First to put them to the test will be Boston's Logan International Airport, where 10 of the 9/11 hijackers boarded planes that crashed into the World Trade Center.
The full body X-ray scanner - the first of 450 new machines being deployed across the United States - will start screening passengers Monday for hard-to-detect explosives.
In a demonstration, screener Kelly McLain spots a potential danger. She's suspicious of something on a passenger's body and sends the passenger to a body scanner, where she can check her suspicions against an X-ray image.
Lee Kair, TSA's assistant administrator for security, told Orr that the image won't be spread among the security staff.
"Absolutely not," Kair said. "The only person who sees it is one individual back in the remote viewing area."
Acting TSA Administrator Gale Rossides said the images are not kept.
"These images cannot be stored," Rossides said. "An officer cannot print off the image. So as soon as that analysis is made of that image, that image is destroyed."

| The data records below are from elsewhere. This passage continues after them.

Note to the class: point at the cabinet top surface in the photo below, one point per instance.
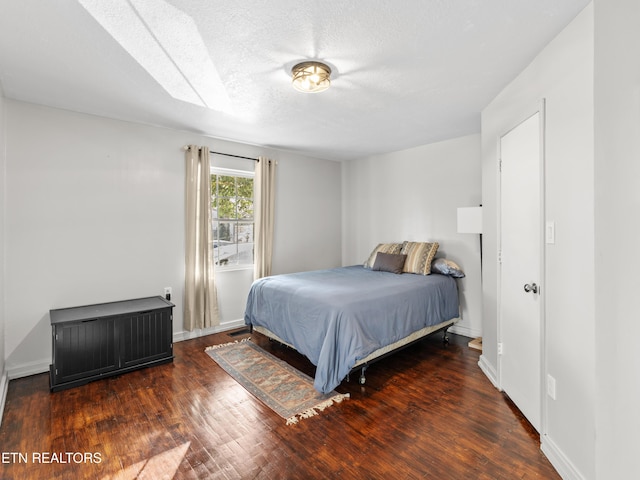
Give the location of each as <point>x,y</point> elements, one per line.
<point>87,312</point>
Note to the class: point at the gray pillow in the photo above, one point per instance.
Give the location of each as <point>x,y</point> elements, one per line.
<point>389,262</point>
<point>446,267</point>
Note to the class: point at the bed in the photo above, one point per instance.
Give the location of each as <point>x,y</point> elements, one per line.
<point>346,317</point>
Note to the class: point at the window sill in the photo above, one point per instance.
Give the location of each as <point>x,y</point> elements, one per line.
<point>232,269</point>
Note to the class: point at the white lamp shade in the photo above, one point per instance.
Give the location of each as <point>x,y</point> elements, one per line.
<point>470,220</point>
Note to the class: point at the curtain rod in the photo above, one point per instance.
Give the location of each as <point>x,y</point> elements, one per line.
<point>186,147</point>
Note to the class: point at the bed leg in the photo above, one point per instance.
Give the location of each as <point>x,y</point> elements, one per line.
<point>445,337</point>
<point>362,378</point>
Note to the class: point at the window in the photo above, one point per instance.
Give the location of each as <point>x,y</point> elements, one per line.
<point>232,218</point>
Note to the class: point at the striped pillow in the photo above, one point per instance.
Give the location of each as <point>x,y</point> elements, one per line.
<point>419,257</point>
<point>393,248</point>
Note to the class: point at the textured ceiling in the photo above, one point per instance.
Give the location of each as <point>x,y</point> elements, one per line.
<point>406,73</point>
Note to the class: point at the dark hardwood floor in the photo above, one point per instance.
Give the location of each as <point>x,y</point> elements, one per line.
<point>425,412</point>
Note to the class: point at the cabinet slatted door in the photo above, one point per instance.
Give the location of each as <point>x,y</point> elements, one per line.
<point>85,348</point>
<point>146,337</point>
<point>97,341</point>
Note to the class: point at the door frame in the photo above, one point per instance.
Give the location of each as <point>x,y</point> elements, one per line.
<point>516,120</point>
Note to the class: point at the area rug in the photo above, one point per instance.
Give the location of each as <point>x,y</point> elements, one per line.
<point>285,390</point>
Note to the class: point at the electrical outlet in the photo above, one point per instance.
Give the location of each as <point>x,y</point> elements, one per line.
<point>551,387</point>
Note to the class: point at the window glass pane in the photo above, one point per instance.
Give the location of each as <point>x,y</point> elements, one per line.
<point>225,208</point>
<point>245,243</point>
<point>232,220</point>
<point>245,187</point>
<point>226,186</point>
<point>245,208</point>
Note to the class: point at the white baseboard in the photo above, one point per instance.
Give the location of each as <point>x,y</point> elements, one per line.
<point>27,369</point>
<point>4,388</point>
<point>223,327</point>
<point>559,460</point>
<point>489,371</point>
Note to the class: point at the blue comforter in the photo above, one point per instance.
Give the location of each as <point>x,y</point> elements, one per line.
<point>339,316</point>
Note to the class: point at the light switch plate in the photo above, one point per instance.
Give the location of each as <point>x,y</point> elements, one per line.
<point>550,233</point>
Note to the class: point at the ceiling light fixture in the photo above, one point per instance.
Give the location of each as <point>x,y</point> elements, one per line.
<point>311,77</point>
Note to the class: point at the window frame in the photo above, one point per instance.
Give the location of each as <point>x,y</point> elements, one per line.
<point>231,172</point>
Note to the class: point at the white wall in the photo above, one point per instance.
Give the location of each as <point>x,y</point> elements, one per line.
<point>563,75</point>
<point>3,376</point>
<point>94,213</point>
<point>414,195</point>
<point>617,259</point>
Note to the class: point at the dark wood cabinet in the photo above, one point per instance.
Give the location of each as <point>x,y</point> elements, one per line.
<point>96,341</point>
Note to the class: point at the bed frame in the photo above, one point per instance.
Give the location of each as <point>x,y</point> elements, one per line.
<point>380,353</point>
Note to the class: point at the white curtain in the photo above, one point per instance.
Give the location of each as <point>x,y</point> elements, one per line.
<point>264,188</point>
<point>201,303</point>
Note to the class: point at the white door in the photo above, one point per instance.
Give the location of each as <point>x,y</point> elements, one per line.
<point>521,266</point>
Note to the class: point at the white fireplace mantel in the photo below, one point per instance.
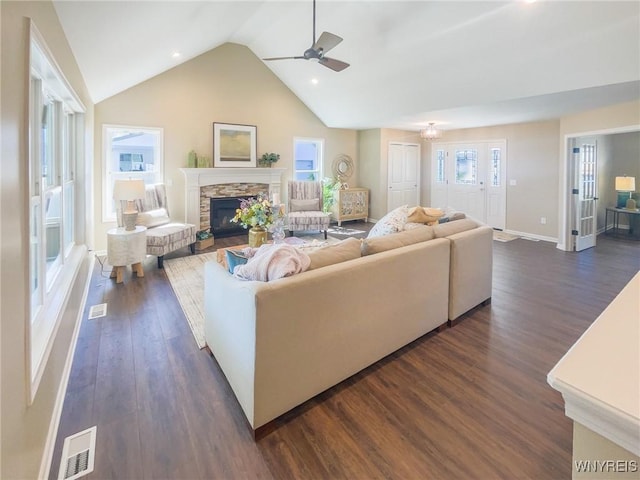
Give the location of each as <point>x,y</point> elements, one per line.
<point>201,177</point>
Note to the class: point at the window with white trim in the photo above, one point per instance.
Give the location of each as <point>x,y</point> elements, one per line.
<point>129,152</point>
<point>56,121</point>
<point>307,158</point>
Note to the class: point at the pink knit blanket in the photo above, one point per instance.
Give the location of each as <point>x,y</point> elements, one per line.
<point>270,262</point>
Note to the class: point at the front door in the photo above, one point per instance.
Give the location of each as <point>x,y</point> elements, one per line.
<point>585,194</point>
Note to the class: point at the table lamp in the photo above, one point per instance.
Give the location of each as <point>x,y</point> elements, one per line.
<point>129,190</point>
<point>623,185</point>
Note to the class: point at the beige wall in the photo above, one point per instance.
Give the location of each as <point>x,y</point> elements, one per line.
<point>228,84</point>
<point>532,161</point>
<point>25,428</point>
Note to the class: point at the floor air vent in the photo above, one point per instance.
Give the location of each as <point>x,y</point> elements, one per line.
<point>78,455</point>
<point>98,311</point>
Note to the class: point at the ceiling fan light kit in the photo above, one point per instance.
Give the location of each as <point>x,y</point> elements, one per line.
<point>318,48</point>
<point>431,132</point>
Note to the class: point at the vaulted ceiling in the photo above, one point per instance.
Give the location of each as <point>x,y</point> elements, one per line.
<point>458,64</point>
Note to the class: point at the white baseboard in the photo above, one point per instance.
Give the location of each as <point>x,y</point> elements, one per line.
<point>47,456</point>
<point>533,236</point>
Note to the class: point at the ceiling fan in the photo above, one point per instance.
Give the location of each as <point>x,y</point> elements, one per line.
<point>318,48</point>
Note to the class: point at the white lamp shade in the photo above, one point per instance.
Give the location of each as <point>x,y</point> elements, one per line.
<point>626,184</point>
<point>128,190</point>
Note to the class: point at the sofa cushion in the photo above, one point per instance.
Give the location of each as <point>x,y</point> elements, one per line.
<point>153,218</point>
<point>424,215</point>
<point>392,222</point>
<point>450,228</point>
<point>397,240</point>
<point>347,249</point>
<point>304,205</point>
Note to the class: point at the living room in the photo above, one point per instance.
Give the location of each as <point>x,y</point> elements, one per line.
<point>184,101</point>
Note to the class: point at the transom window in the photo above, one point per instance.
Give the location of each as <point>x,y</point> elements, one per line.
<point>308,154</point>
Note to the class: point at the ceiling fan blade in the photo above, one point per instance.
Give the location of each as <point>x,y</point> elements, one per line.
<point>284,58</point>
<point>326,42</point>
<point>333,64</point>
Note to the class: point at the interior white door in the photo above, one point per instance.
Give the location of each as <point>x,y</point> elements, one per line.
<point>404,175</point>
<point>466,187</point>
<point>585,194</point>
<point>496,189</point>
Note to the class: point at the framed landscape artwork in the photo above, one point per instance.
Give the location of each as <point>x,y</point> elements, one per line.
<point>234,145</point>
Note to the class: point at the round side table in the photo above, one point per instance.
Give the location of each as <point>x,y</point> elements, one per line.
<point>126,247</point>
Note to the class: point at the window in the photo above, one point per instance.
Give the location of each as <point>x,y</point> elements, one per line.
<point>308,158</point>
<point>440,156</point>
<point>495,166</point>
<point>56,121</point>
<point>466,167</point>
<point>129,152</point>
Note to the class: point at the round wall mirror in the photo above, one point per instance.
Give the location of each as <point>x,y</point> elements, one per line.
<point>342,167</point>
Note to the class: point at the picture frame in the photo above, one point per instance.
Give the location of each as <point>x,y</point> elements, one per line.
<point>234,145</point>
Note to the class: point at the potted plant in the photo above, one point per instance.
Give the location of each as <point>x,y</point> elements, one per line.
<point>268,159</point>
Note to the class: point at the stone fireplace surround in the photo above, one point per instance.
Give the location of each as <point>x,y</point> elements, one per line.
<point>203,183</point>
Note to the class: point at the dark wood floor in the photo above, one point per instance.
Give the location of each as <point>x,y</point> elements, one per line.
<point>471,402</point>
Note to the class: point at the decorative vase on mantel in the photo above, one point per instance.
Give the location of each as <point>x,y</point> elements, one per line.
<point>257,236</point>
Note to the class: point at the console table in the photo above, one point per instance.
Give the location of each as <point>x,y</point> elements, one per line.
<point>632,215</point>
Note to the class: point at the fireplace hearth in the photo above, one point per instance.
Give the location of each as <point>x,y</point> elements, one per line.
<point>221,211</point>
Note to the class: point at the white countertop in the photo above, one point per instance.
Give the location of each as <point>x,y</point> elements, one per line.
<point>599,377</point>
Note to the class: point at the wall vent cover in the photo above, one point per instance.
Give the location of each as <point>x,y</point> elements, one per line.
<point>78,455</point>
<point>98,311</point>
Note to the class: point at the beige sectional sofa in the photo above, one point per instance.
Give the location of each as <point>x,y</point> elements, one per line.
<point>280,343</point>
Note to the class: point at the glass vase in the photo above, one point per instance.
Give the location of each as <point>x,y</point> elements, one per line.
<point>257,236</point>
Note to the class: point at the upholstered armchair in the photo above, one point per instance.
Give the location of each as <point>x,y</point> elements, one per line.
<point>163,235</point>
<point>305,207</point>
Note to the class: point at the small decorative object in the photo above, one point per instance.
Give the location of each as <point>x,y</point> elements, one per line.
<point>192,159</point>
<point>203,162</point>
<point>257,236</point>
<point>268,159</point>
<point>256,214</point>
<point>204,240</point>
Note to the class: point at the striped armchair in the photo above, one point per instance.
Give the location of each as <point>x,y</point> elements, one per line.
<point>305,207</point>
<point>163,235</point>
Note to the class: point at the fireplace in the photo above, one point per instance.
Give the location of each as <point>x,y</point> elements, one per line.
<point>221,211</point>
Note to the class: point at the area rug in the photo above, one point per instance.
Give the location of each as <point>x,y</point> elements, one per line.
<point>186,276</point>
<point>344,231</point>
<point>499,236</point>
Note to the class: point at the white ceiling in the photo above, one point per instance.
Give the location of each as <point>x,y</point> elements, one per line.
<point>458,64</point>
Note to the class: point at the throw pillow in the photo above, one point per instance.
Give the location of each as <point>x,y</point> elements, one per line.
<point>235,258</point>
<point>392,222</point>
<point>308,205</point>
<point>153,218</point>
<point>347,249</point>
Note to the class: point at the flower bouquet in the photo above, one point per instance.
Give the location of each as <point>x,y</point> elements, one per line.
<point>255,212</point>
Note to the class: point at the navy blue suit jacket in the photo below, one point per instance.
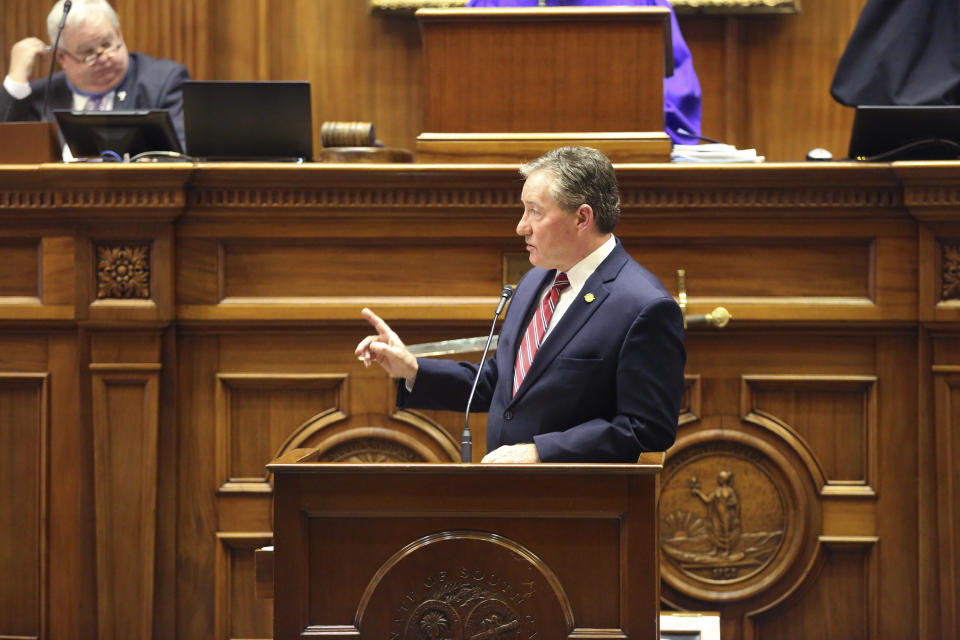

Still, privacy advocates ridicule the scanner as an ineffective "virtual strip search."
"This is kind of security theater," said Christopher Calabrese of the American Civil Liberties Union. "I mean, terrorists are going to be able to find places where these are not in place. You're not going to be able to get them everywhere."
There are 40 body scanners that use a different technology already in place, like at Miami International Airport. This new wave of 450 will bring the total to 490 full-body scanners, not enough for the roughly 2,100 airport security lanes in the United States.
To cover the gap, the TSA will rely on a random selection process. When passengers arrive at a checkpoint, some will still go through standard metal detectors while others will be sent for full-body scans.
There are also questions about effectiveness. The Government Accountability Office recently concluded it was "unclear" if the scanners would have detected the underwear bomb Umar Farouk Abdulmutallab smuggled aboard Northwest Airlines Flight 253 on Christmas Day.
Technology rushed to the security front has not always worked either.
The U.S. spent $36 million on 200 explosive-detecting puffer machines which ultimately proved unreliable.
Security officials say the X-ray scanners will work, but they know terrorists are already looking for vulnerabilities.
"They are very adaptive," Rossides said. "They are very smart. They are studying what we do."
One more point: passengers can refuse the full-body scan, but those who do will receive a pat down.